Na indecisão do PT, outras legendas do Centrão que apoiam o governo no Congresso Nacional passaram a olhar para as vagas ainda em aberto na estatal. E, ao tomarem conhecimento de que além dessas vagas em aberto, a atual direção também não contava apoio integral no PT, parlamentares do Centrão, entre eles o presidente do Congresso, Davi Alcolumbre, passaram a entrar na disputa pelo comando da estatal.
Nos bastidores é dado como certo de que o presidente, Alexandre Amorim, será substituído por um nome apoiado por Alcolumbre e pela senadora Professora Dorinha (União-GO), primeira vice-líder do Bloco Parlamentar Democracia, que tem votado com o governo em pautas pontuais.

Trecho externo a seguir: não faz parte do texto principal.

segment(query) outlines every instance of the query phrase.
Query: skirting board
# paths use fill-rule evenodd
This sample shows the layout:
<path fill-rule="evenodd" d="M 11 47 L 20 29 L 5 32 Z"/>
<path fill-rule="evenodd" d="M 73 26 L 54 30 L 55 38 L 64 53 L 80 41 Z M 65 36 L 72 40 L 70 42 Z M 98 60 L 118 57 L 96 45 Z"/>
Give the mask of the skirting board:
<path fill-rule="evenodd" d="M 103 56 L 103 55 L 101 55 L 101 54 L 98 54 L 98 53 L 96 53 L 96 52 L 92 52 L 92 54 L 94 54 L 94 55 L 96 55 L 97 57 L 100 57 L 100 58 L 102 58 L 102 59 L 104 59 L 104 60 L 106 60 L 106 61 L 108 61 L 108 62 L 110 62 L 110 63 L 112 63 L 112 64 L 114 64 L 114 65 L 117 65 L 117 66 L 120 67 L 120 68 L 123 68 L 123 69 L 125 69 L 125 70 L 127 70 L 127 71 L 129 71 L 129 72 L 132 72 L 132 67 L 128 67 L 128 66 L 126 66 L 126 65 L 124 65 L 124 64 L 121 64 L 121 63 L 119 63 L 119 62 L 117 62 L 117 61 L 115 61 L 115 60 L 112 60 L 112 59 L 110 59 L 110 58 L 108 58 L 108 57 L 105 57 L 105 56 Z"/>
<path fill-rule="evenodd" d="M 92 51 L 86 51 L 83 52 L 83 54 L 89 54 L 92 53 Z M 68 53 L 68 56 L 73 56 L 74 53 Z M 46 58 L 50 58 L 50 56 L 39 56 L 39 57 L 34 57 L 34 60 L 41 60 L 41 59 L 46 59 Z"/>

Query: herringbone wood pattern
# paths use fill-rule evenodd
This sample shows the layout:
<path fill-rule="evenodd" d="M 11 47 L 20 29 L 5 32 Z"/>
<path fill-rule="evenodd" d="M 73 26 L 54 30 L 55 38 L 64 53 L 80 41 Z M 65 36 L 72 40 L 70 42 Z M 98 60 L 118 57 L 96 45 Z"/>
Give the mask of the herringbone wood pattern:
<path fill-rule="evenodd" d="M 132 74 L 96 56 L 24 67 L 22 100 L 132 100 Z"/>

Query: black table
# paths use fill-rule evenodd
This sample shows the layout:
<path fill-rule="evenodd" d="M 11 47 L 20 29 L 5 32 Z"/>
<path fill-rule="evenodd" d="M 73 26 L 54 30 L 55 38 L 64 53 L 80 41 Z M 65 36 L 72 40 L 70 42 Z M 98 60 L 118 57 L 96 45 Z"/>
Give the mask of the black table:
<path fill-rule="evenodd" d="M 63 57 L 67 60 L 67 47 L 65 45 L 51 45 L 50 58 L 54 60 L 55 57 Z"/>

O nome indicado pelos dois para ocupar a presidência no lugar de Amorim é o do atual diretor de Operações, Wilton Motta. O PT paulista não conseguiu até agora impedir essa nomeação, pois Wilton é funcionário no Serpro e já ocupou postos de direção, estando plenamente habilitado ao cargo.
É em meio ao fogo cruzado petista que os 800 trabalhadores, que já viviam a humilhação de serem considerados “carreira em extinção”, correm o risco de serem sumariamente demitidos. Fica a indagação: se não são mais necessários por serem “obsoletos”, então o que faziam no Sepro nestes últimos 14 anos?
Com toda a certeza, sentados de papo para o ar é que não estavam. Alexandre Amorim, que entrou de férias para dar tempo ao seu grupo político de tentar reverter a sua demissão, precisa explicar qual a real situação desses trabalhadores dentro da empresa.